# how to keep furniture from moving on ceramic tile



## tstex (Nov 14, 2014)

Hello to all,

Have 2-3 pieces of furniture and they always seem to move backwards. the front set of legs are on an area rug and the back set are on tile floors. I used the rubber furniture cups/squares, but the center of the legs push down ans bend the ends up of they eventually slide. I even took duct tape and and made double sticking sides and they too eventually give...

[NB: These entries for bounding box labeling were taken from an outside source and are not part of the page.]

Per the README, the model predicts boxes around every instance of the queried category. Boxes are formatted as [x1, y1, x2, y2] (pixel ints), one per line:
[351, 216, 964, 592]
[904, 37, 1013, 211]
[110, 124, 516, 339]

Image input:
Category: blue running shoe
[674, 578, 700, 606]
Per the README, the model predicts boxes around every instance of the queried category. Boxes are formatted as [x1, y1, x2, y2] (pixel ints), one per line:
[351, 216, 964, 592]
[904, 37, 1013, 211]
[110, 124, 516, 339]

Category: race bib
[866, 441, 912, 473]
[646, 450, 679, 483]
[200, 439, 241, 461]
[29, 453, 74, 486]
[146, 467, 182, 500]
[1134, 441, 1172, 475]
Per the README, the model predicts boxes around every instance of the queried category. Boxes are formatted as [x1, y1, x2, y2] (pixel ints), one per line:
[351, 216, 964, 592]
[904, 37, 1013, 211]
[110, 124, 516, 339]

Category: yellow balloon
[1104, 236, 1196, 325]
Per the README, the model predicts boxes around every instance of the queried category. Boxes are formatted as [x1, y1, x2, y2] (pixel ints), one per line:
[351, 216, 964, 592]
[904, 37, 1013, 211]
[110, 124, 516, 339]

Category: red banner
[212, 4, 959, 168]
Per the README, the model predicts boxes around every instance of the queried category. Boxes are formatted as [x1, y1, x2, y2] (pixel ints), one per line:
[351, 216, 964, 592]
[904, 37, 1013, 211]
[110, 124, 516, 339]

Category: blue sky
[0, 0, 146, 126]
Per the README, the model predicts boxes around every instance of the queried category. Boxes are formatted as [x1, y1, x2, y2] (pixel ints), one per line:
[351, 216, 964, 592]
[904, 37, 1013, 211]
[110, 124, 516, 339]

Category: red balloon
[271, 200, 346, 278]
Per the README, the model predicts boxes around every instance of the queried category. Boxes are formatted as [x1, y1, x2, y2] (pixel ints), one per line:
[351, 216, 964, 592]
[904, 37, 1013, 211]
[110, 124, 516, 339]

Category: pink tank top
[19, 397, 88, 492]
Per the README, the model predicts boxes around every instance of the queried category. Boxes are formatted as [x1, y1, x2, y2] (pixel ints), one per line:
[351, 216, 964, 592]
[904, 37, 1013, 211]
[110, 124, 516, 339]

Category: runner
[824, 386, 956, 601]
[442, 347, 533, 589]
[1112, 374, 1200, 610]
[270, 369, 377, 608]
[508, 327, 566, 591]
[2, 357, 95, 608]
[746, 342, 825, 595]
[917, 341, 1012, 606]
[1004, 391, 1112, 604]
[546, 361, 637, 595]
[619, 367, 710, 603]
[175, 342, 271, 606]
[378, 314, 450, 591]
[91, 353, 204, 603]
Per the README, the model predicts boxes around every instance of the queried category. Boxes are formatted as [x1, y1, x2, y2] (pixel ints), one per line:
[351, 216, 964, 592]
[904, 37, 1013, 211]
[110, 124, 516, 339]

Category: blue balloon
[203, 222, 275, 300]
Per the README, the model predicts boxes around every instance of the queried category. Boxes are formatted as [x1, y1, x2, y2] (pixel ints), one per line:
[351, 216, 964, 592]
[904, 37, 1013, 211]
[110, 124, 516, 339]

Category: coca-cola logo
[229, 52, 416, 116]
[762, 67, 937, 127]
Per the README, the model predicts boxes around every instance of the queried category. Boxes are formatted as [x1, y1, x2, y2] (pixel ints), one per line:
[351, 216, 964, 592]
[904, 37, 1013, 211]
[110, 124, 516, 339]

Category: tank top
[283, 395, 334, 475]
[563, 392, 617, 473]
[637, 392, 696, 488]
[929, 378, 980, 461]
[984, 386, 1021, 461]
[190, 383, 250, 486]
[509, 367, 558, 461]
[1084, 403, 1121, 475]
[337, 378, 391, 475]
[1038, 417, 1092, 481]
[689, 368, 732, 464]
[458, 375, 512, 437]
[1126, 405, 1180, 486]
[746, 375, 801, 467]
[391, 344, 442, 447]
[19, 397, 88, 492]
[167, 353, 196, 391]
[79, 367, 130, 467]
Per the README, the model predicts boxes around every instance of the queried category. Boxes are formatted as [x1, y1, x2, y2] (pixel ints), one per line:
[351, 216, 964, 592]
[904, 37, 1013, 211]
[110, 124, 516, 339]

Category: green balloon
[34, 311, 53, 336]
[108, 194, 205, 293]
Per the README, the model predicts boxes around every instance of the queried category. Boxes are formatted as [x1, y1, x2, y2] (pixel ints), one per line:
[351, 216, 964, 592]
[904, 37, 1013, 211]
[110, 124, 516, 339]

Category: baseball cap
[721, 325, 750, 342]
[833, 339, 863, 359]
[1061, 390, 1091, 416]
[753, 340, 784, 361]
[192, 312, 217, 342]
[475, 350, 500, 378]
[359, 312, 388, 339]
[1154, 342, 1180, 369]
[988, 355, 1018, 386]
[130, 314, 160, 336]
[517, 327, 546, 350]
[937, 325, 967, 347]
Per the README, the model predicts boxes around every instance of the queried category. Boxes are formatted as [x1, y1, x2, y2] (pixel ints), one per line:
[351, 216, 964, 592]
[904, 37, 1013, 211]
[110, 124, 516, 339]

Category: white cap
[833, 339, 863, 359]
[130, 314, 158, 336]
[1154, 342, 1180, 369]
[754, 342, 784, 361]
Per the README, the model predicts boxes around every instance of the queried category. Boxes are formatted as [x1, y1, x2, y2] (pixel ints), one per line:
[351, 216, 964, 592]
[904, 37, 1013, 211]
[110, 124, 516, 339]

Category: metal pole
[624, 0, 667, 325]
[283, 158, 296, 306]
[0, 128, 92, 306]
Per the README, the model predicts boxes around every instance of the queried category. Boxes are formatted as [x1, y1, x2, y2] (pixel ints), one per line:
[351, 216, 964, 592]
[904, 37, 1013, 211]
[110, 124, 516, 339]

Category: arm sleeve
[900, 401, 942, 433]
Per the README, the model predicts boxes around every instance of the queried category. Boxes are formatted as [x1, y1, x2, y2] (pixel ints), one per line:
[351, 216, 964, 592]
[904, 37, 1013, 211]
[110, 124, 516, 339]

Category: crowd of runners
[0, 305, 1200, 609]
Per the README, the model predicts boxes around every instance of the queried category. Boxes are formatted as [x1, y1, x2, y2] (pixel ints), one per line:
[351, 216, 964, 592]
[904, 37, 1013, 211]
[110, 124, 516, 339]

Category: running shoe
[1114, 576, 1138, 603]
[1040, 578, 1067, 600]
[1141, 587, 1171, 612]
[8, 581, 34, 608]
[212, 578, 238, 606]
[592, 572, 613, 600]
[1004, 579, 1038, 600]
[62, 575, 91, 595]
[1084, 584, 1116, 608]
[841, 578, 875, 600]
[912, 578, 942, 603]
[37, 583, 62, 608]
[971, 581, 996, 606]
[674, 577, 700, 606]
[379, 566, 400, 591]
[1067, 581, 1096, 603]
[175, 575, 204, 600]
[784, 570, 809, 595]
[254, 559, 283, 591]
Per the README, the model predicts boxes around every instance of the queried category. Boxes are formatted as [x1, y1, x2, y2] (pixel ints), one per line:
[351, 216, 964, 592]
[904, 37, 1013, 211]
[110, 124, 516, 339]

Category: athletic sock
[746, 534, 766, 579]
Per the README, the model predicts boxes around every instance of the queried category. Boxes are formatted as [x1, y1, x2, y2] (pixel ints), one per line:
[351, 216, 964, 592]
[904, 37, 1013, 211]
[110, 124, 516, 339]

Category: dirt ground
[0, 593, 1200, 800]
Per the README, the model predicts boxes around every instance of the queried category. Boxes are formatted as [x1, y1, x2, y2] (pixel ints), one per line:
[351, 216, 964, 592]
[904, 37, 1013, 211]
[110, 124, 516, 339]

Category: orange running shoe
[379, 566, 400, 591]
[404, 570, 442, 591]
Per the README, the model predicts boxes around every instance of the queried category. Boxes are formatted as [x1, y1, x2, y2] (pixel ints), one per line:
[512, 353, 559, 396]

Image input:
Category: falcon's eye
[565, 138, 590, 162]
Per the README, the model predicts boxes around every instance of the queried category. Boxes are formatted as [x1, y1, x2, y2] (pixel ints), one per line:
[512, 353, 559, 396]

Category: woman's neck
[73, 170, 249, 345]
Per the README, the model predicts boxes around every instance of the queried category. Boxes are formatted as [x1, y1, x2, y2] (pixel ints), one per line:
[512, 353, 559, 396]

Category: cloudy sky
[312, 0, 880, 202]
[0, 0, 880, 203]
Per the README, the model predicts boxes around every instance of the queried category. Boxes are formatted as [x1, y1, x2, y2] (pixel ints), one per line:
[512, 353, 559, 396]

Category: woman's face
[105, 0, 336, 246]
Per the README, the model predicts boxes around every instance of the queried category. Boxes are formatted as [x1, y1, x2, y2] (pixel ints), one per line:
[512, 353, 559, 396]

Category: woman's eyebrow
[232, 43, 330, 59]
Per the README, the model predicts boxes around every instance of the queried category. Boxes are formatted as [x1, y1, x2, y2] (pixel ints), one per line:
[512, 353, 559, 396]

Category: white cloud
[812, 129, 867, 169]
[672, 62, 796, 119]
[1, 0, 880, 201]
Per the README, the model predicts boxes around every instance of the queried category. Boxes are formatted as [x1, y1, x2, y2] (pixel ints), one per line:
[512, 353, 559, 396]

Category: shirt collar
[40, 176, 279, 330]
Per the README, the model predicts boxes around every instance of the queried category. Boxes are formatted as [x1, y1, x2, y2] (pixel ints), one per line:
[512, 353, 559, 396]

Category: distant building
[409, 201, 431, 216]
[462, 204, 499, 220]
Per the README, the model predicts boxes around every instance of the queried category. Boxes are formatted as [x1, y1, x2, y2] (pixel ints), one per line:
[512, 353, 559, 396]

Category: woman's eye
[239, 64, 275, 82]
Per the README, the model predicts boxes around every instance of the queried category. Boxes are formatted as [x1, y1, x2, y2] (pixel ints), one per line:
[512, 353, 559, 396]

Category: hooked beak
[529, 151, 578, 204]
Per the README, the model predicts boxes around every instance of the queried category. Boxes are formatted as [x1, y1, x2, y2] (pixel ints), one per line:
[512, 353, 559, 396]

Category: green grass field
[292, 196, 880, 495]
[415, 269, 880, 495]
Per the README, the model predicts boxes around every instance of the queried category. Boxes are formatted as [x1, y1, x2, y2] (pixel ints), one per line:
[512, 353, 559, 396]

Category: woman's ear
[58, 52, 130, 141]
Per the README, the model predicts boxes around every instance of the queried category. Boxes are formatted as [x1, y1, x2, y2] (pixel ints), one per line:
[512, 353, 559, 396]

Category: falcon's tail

thank you in advance for your help,
tstex


----------



## lenaitch (Feb 10, 2014)

There are a number of products that slip over the legs and claim to prevent sliding, although I've not tried them. Is the furniture in question up against a wall? If so, you could use some scrap wood to create a spacer between the leg and wall/baseboard.


----------



## tstex (Nov 14, 2014)

thanks len - all of the furniture in ques has plenty of space behind so wood braces cannot be applied...good thinking though...

I've hit the web and of course there are a fair amt of suggestions, but I much rather hear from you guys are your real-life experiences on what works, what does not and what works for awhile then fails as I have now -thanks again, tstex


----------



## de-nagorg (Feb 23, 2014)

Find an old worn tire, cut a few squares from the tread area.

Cement these squares to your square cups that you mentioned.

This will give your cups more stability, and should not flex as much.

Best way is to teach whomever is arising from the chairs how to rise without using the chair as a leverage point.

But as we age we are not able to spring up on out own leg power, we need something to use as a leverage point. 


ED


----------



## SeniorSitizen (Sep 10, 2012)

The furniture manufacturers are idiots. Unless a person is 6'-12" with a 36" femoral there's no way in hell to gracefully get out of a living room chair or couch and even some 

dining chairs are iffy.


----------



## jyoungs (Apr 8, 2020)

That's a great question, Tstex. One way that I would recommend to keep furniture from slipping and sliding on ceramic tile is to attach rubber on the bottom. There are rubber patches that can be stuck on to the ends of things that can be cut into whatever shape you need them to be and it can really help with grip


----------